Pixar’ın uzun süredir en büyük sıkıntısı, her hikâyeyi ille de bir serüvene bağlama takıntısı. Sanki Disney oyun parklarına hizmet etmeyecek bir macera üretilirse film sınıfta kalacakmış gibi, tepeden inme emirlere göre hareket ediyor stüdyo. Bir zamanlar her yapımı özgün bir fikirle ambalajlandığından bu şablon göze batmıyordu.
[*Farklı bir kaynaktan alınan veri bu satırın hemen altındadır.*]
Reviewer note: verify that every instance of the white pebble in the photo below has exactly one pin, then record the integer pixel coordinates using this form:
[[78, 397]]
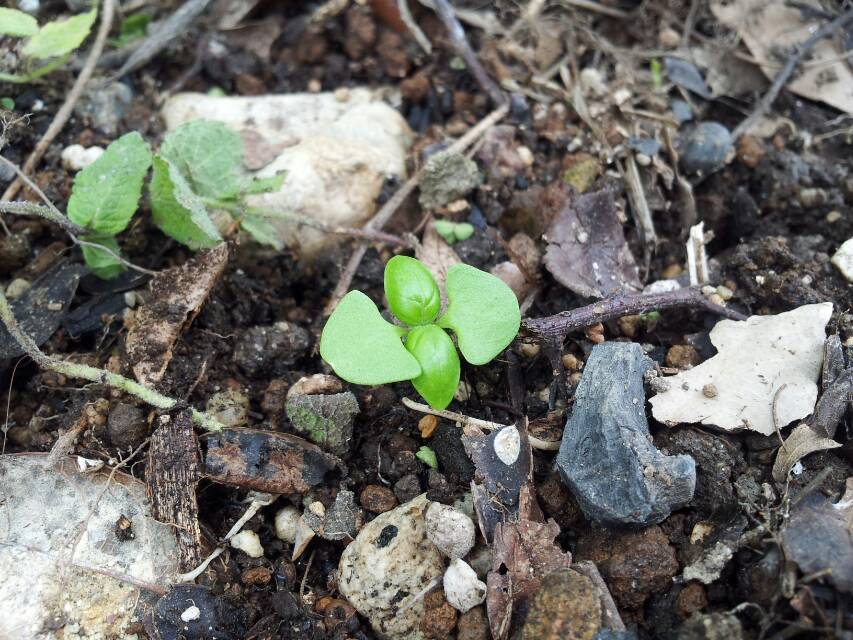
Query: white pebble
[[462, 588], [191, 613], [76, 157], [843, 259], [450, 530], [249, 543], [287, 524], [508, 445]]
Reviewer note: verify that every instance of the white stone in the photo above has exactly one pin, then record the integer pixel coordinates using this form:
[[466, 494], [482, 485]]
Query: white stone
[[450, 530], [191, 613], [391, 556], [462, 588], [249, 543], [337, 153], [761, 362], [508, 445], [843, 259], [287, 524], [76, 157]]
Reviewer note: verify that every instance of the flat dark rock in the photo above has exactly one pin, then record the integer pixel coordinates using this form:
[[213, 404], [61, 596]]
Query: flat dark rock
[[607, 457], [40, 310]]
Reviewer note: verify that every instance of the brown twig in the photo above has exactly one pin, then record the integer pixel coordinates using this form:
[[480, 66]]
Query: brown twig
[[557, 327], [463, 48], [108, 9], [784, 75], [381, 218]]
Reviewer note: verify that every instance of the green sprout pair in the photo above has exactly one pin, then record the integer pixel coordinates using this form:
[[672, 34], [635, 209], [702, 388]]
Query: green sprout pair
[[363, 348]]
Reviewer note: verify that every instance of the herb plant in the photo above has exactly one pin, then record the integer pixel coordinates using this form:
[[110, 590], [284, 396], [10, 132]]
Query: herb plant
[[363, 348], [196, 173], [47, 47]]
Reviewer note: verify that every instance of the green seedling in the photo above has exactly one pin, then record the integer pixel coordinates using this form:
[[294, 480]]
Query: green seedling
[[47, 47], [196, 173], [363, 348], [453, 232], [132, 28]]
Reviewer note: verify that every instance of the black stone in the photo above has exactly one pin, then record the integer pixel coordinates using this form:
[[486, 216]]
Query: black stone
[[607, 458]]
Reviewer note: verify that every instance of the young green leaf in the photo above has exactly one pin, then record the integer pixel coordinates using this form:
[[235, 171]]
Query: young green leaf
[[434, 351], [60, 37], [106, 193], [428, 457], [262, 230], [208, 155], [102, 263], [362, 347], [264, 185], [482, 311], [411, 290], [17, 23], [132, 28], [178, 211]]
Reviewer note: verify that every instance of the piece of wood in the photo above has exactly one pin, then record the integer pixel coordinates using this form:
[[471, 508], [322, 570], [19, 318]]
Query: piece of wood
[[173, 472]]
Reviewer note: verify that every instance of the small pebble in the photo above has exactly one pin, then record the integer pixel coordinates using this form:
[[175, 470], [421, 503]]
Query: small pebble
[[76, 157], [249, 543], [377, 499], [427, 425], [450, 530], [287, 523], [462, 588]]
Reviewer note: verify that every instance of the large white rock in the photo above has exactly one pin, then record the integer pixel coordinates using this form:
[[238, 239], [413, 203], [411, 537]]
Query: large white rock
[[385, 570], [337, 149], [843, 259], [759, 359]]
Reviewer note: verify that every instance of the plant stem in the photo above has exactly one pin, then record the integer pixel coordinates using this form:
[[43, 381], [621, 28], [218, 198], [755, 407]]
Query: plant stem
[[93, 374], [555, 328], [21, 207]]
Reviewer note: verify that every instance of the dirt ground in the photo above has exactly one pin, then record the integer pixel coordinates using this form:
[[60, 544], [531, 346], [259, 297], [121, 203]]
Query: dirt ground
[[775, 212]]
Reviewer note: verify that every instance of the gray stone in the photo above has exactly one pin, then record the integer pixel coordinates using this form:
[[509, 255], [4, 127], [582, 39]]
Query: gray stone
[[326, 420], [447, 177], [706, 148], [104, 107], [607, 457]]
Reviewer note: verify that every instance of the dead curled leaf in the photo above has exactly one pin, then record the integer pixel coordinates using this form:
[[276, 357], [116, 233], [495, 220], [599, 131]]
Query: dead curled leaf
[[587, 251], [175, 297], [802, 441]]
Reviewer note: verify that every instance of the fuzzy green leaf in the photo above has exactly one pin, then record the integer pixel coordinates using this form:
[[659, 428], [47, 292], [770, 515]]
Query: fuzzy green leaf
[[178, 211], [434, 351], [17, 23], [102, 263], [362, 347], [264, 185], [60, 37], [106, 193], [482, 311], [262, 230], [411, 290], [208, 155]]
Artık ise yalnızca konusuna bakarak bile, olay sıralamasından genel tempoya kadar bizi nelerin beklediği tahmin edebiliyoruz. İsmiyle ister istemez Call Me by Your Name’i çağrıştıran Elio da aynı formülün kurbanı. Birleşmiş Milletler’in uzaydaki karşılığı karşısına çıkarak yetişkin olduğu yalanına sığınan, bu sırada hiç beklemediği bağlar kuran ve yaptığı pazarlığın bedellerini tek tek ödemek zorunda kalan Elio’nun hikâyesi baş döndürücü bir hızla akıp gidiyor. Ancak film, tam da Pixar’ın yıllardır düştüğü aynı damarda takılıp kalıyor.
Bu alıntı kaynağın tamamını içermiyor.